For instance, the same principle can be used for automated flight with the GPS replacing the pilot and PID control loops nested like layers of an onion:

GPS Position PIDs -> GPS Speed PIDs -> Angle PIDs -> Rate PIDs -> Motors/Servos

Notice that the sensor input units from one PID has nothing in common with the units of the next. It's just that the gain of each stage is adjusted appropriately until it matches the expected bounds of the next stage.

In this case the effect is to drive the aircraft from where you are, or current GPS latitude/longitude position (PID input), to where you want to be (PID setpoint), your desired latitude/longitude position.
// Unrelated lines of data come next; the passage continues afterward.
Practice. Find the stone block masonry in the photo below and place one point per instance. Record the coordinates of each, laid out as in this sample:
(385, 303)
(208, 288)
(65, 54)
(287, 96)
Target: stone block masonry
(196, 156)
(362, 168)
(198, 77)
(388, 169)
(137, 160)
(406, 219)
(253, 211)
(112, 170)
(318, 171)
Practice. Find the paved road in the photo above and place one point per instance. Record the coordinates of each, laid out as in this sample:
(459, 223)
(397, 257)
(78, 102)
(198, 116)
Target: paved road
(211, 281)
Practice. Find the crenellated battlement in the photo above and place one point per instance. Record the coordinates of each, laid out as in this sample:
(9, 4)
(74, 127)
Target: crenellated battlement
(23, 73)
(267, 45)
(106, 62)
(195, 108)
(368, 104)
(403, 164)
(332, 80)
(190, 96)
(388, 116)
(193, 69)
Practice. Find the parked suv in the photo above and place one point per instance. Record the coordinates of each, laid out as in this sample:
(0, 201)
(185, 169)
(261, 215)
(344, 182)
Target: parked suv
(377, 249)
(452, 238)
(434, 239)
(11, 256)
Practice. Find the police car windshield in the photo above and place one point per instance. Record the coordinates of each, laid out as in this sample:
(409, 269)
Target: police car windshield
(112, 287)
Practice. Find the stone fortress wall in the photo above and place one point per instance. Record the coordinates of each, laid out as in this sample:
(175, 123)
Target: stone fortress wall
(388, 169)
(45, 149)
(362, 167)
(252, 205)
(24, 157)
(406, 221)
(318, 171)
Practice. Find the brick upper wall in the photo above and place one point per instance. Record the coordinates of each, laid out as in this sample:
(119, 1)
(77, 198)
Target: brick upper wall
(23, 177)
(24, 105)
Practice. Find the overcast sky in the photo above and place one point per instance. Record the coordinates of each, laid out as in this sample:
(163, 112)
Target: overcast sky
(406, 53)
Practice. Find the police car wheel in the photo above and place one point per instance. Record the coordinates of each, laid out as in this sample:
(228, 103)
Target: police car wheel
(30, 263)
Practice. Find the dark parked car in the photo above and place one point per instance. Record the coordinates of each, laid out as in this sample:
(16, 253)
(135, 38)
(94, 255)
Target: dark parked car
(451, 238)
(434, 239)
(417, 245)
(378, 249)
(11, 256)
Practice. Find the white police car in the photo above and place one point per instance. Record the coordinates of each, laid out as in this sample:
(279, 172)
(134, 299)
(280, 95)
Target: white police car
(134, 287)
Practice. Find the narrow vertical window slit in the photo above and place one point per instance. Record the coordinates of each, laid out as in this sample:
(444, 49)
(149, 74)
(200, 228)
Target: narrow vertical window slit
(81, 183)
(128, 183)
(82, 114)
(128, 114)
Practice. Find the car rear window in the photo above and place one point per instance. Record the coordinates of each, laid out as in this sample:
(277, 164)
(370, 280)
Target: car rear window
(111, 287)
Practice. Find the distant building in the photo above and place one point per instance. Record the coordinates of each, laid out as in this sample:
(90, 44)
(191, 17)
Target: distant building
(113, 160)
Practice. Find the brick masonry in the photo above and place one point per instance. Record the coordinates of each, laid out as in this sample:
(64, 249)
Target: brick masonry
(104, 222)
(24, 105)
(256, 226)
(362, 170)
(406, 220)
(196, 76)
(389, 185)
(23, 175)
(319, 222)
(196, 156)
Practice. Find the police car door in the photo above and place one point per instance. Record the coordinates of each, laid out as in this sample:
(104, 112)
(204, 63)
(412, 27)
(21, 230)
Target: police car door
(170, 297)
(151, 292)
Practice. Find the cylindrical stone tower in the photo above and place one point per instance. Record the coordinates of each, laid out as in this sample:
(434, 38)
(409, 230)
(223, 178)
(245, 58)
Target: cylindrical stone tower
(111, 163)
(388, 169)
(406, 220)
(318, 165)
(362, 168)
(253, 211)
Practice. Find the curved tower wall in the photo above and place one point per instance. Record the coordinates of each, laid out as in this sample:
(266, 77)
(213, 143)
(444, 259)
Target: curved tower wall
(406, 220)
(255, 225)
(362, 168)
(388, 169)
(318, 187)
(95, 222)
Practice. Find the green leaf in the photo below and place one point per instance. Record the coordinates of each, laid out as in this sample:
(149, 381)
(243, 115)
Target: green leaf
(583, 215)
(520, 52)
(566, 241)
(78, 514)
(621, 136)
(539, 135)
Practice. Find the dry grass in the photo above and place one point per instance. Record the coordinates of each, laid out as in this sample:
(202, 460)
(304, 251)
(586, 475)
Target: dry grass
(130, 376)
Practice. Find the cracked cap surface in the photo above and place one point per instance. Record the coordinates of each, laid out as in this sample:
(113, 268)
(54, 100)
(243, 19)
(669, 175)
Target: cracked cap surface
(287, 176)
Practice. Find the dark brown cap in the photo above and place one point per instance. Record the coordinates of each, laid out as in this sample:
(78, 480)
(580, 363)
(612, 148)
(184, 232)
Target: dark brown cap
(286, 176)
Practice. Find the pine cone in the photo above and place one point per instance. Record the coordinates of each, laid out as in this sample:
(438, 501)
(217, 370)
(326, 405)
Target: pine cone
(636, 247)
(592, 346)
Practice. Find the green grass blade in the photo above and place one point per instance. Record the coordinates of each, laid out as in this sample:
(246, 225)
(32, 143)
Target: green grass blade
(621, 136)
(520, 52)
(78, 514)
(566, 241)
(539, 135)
In the same way, auto-level drives the aircraft from you current roll and pitch angle (PID input), to your desired roll and pitch angle (setpoint):

Pilot -> Angle PIDs -> Rate PIDs -> Motors/Servos

Note that in both examples rate PIDs at the end are still providing your basic flight stability.

MartinL

#39
Apr 18, 2017, 06:50 pm Last Edit: Apr 18, 2017, 07:04 pm by MartinL
Quote
Do you have some example that i can work with?
The code shows how the roll and pitch PID outputs are plugged directly into the roll and pitch rate PIDs:

Code: [Select]
float roll = PID(pilotRollAngle - compFilterRollAngle);     // Outer roll angle PID
float pitch = PID(pilotPitchAngle - compFilterPitchAngle);  // Outer pitch angle PID
 
float rollRate = PID(roll - gyroRollRate);                  // Inner roll rate PID
float pitchRate = PID(pitch - gyroPitchRate);               // Inner pitch rate PID
float yawRate = PID(pilotYawRate - gyroYawRate);            // Inner yaw rate PID

rossi86m

#40
Apr 18, 2017, 09:00 pm Last Edit: Apr 18, 2017, 09:09 pm by rossi86m
Thanks for the info.

As you mentioned i will start with rate mode and then i will add the other pids to auto-level. When i do that i will bother you again to double check my understanding.

But at bird eye view i will need to do something like this

PIDrollAngleSetpoint = 0;
PIDrollAngleInput = rollAngle;
PIDrollAngle.compute();

PIDrollRateSetpoint = Question ;
PIDrollRateInput = PIDrollAngleOutput;
PIDrollRate.compute();

I am missing the Gy(degrees/s) from mpu i think. this is what i do not understand

Sorry for asking this over and over again but as you can see i am a little bit confuse in this particular point

Thanks,
Marco

MartinL

#41
Apr 18, 2017, 11:23 pm Last Edit: Apr 19, 2017, 12:05 am by MartinL
Hi Marco,

For auto-level the pilot's input is in degrees and the outer angle PID output is used as the setpoint to the inner rate PID:

PIDrollAngleSetpoint = pilot input (degrees), ±45° centred at 0°
PIDrollAngleInput = roll angle from the complementary filter
PIDrollAngle.compute();

PIDrollRateSetpoint = roll angle PID output
PIDrollRateInput = Gy;
PIDrollRate.compute();

For rate mode the pilot's input is in degrees/s and is used to drive the inner rate PID directly:

PIDrollRateSetpoint = pilot input (degrees/s), say ±180°/s centred at 0°/s
PIDrollRateInput = Gy;
PIDrollRate.compute();

Most flight controllers have a switch that allows you to switch been rate mode and auto-level in flight.


rossi86m

Thanks for the answer this clarify a lot of thing to me. I am still struggling with degrees and degrees/s all mixed

As you recommend me i will start with rate and after tuning the pids values i will add the nested loops.

Updates soon,

Thanks!

rossi86m

More updates.

Code adjustments made on martinl suggestions. Right now i am tunning pid values.

New motor mount made using the center of briken propelers. Opinions???

Next steps, implememt two pid loops for pithc and roll for auto level.

I am sharing code and some fotos of the new motor mounts

Pls feel free to give me more suggestions/opinions/whatever

Cheers,Marco

MartinL

Hi Marco,

The bicopter's looking good.

For my tricopter servo I use a clevis and push rod setup, please see image attached.